Wednesday, January 11, 2012

Go Away, Dr. Seuss

Can I tell you, I had a BREAK DOWN last night? Went through my day fine though a little edgy... as I explained it to a friend, I felt like I'd been through something horrible and traumatic... I felt tired and weak and small, like you do when you're just getting over rough illness. Cold Case has always been one of my favorite shows. Last night, they showed an episode about the death of a 9-year-old boy. Tore me up inside. I was so sad about the show, then I started crying about Monday night and how traumatized I felt after my encounter with that woman!! I realized I felt like a child who is being abused and shamed into silence. "Don't tell her; she'll hate you; she'll never forgive you..." etc etc. It reminded me sharply of that horrid abusive relationship in my past. All the same scared, ashamed feelings came flooding back and I couldn't handle it. My good friend Antoinette came to mind. I ended up calling her.

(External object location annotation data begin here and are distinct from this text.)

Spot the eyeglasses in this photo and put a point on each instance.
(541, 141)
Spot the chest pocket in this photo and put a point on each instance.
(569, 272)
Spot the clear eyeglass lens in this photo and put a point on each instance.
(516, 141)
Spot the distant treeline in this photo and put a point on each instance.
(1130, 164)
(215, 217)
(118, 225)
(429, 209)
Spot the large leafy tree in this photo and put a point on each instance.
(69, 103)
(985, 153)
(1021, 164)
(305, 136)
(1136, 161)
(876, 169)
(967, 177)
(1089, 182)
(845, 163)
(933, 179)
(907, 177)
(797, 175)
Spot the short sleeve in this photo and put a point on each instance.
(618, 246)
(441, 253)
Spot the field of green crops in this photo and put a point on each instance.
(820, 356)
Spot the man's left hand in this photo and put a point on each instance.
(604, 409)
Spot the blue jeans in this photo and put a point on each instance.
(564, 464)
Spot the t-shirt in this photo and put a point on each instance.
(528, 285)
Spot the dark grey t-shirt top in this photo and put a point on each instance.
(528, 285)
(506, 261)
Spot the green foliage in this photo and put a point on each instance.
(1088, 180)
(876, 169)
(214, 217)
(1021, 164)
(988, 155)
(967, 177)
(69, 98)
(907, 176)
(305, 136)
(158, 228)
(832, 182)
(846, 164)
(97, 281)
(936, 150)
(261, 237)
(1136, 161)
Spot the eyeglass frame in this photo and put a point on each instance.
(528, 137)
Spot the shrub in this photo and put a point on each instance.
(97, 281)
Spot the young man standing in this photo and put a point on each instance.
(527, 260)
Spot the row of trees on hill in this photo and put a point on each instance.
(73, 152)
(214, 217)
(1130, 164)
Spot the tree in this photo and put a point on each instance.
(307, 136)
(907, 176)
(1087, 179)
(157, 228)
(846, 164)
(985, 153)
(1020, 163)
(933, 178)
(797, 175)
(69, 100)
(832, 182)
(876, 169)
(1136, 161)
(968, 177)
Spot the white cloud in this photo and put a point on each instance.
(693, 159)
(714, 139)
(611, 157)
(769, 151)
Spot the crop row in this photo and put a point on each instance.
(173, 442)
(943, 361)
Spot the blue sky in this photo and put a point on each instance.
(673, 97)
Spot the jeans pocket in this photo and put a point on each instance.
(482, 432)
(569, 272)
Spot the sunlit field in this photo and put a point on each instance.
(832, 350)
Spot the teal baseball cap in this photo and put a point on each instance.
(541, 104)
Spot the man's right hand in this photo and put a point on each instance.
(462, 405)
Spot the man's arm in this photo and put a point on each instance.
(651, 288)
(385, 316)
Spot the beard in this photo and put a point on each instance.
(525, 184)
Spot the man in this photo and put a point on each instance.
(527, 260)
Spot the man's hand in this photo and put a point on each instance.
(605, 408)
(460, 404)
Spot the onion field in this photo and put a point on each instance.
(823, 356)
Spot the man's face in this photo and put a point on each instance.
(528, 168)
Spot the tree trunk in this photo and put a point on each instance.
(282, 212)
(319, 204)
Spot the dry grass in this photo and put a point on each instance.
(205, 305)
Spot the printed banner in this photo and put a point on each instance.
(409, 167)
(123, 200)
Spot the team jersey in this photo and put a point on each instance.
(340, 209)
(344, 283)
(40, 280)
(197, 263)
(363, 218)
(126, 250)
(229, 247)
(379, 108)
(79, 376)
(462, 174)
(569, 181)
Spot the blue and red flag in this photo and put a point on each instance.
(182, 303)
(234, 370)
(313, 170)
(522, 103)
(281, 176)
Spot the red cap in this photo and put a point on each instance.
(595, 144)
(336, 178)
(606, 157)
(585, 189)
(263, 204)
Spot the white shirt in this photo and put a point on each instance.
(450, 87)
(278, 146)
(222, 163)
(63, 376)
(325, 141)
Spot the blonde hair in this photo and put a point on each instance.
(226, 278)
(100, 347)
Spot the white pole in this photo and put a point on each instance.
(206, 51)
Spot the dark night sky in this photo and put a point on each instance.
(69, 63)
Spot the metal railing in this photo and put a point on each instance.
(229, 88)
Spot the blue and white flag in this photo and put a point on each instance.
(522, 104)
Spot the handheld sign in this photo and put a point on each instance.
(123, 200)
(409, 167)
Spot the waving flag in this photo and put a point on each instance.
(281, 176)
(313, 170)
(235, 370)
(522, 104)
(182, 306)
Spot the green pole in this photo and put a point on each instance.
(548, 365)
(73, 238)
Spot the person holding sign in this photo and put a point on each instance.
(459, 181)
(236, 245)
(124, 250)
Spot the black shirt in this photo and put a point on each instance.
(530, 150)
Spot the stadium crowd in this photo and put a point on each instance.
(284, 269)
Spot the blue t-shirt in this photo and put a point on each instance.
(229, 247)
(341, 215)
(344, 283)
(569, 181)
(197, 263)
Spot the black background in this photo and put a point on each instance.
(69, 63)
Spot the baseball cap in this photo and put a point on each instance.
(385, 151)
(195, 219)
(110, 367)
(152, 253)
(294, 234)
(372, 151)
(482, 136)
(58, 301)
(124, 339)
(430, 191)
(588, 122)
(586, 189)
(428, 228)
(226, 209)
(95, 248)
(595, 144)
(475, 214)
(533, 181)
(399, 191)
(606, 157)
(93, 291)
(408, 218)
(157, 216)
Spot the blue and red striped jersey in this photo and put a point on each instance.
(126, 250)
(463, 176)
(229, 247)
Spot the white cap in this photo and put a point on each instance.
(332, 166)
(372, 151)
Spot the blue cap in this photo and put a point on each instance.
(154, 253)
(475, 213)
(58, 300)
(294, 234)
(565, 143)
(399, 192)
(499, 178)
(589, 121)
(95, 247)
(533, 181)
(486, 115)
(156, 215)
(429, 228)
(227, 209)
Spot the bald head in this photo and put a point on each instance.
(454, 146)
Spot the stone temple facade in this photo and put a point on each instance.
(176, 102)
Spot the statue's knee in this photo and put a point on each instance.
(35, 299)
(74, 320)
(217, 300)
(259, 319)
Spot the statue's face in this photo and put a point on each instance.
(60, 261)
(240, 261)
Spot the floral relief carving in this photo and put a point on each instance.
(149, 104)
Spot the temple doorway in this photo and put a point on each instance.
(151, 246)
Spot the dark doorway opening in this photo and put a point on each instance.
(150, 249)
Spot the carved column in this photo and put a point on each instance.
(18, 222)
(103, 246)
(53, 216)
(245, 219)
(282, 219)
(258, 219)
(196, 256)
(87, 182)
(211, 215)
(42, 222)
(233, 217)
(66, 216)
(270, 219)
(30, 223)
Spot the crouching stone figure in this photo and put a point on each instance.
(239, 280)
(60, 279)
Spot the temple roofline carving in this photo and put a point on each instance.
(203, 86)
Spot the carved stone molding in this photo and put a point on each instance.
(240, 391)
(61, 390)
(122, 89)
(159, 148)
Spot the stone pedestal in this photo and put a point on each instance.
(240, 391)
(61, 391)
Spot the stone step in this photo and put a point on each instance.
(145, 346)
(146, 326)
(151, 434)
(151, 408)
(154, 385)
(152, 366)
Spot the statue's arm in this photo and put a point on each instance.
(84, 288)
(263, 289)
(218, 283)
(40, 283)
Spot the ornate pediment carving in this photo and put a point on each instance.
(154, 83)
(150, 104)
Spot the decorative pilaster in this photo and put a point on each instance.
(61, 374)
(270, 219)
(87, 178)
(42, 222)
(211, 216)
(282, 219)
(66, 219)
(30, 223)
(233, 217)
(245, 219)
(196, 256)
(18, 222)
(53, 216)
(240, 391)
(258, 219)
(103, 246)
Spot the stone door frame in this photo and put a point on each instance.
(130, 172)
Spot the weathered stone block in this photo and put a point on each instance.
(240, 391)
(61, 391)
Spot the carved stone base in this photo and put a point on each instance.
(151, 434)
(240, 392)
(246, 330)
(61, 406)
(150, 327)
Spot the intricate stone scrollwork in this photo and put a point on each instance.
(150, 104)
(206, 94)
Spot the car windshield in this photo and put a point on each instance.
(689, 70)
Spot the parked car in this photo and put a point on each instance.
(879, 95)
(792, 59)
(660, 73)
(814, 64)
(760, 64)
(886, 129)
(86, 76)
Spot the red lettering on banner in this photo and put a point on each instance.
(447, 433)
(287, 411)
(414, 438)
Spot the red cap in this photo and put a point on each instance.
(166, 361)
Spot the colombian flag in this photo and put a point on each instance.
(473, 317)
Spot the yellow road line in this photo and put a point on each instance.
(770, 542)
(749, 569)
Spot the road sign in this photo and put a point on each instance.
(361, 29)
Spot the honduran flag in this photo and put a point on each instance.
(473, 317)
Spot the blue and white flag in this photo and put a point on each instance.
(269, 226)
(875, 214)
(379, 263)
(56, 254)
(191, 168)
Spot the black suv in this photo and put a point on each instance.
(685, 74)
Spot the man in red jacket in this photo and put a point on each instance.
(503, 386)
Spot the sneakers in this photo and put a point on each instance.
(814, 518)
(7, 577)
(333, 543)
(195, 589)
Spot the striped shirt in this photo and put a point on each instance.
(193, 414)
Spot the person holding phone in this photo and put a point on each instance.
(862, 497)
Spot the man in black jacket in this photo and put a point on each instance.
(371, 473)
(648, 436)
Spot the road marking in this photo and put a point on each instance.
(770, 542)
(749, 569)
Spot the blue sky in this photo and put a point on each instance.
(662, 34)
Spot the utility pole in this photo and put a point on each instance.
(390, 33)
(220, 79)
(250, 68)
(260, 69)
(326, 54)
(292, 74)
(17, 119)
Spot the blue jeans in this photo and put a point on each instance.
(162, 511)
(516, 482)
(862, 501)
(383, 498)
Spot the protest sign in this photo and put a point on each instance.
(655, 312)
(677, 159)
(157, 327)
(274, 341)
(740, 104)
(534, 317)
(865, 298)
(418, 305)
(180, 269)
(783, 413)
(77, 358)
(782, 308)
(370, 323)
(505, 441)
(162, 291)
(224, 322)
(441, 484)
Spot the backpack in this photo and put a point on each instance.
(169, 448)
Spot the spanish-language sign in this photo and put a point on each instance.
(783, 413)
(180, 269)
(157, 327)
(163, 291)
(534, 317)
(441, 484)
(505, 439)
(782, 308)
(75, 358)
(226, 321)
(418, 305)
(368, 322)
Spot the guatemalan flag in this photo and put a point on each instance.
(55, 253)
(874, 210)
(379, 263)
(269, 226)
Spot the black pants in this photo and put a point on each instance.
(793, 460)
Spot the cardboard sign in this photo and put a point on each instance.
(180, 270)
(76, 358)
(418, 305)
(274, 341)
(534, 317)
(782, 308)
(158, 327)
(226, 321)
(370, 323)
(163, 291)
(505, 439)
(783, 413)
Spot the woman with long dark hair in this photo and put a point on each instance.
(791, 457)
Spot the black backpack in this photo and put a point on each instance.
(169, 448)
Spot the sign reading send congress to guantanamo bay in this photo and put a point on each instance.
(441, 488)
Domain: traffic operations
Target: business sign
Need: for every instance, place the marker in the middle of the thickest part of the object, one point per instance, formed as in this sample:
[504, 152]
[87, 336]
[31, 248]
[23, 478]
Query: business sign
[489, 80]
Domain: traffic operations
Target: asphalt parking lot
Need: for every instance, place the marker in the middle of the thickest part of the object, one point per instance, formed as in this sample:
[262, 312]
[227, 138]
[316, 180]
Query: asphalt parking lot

She let me get it all out, between shaky tears and restrained sobs. We talked a little while, and she prayed for me. Talk about an A+ #1 friend. After we hung up, I prayed some more and, after a winding search through the Bible for things that might apply to my situation, I ended up in Isaiah... 33? About God's protection from attack. Reading that passage was like being wrapped up in a big hug. All that safety and security I talked about in my last post, that I had felt from my ex? All of that, and more. Gotta get going... so much more I could say but I did want to note that I am doing a lot better. I might elaborate when I have more time.